A thing about noir

I’ve been watching a lot of noir and neo-noir-y pictures lately, more out of accident than anything. First there was Kiss Kiss Bang Bang, a comic take on noir conventions starring Val Kilmer as a gay detective and Robert Downey Jr., in a stretch as a small-time crook turned prospective actor. Not the absolute highlight of either man’s career, but an enjoyable picture all the way through.

Then, I picked up Lucky Number Slevin for cheap down at the Hollywood DVD. It’s a movie you can’t help but like, no matter how much it cheats on you. A twisty neo-noir that makes a few questionable decisions, saved by a good-natured performance from Josh Hartnett and Lucy Liu in the perkiest role I’ve ever seen her in.
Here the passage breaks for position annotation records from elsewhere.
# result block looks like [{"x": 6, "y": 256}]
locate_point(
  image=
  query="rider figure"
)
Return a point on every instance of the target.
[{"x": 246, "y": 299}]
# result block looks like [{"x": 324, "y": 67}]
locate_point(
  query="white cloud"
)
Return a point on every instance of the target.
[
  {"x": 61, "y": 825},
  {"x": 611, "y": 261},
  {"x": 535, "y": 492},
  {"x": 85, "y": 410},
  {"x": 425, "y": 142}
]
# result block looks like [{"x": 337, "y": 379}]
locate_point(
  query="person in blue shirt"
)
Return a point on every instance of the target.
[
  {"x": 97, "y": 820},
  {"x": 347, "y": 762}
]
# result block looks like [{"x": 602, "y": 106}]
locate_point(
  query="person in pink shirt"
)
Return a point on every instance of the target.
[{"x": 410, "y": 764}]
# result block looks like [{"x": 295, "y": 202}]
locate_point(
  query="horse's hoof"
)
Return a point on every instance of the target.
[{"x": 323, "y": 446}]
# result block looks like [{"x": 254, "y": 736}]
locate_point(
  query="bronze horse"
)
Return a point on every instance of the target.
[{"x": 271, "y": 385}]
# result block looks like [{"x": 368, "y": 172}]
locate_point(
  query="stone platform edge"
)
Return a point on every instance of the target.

Shortly thereafter I got Akira Kurosawa’s  High and Low in the mail. Kurosawa’s noir films aren’t as well-known as his other work, but few who have seen them fail to number them among his best. They include Drunken Angel, Toshiro Mifune’s first starring role, and Stray Dog, a tense police procedural that doubles as social commentary on post-war Japan and a great leap forward from anything he did before. High and Low is a complex police story that doubles as a morality play. It is complex and subtle, and I highly recommend it. I also recommend The Bad Sleep Well, Kurosawa’s transplantation of Hamlet to 1950s Japan, and by far the darkest of any of his noir-style films.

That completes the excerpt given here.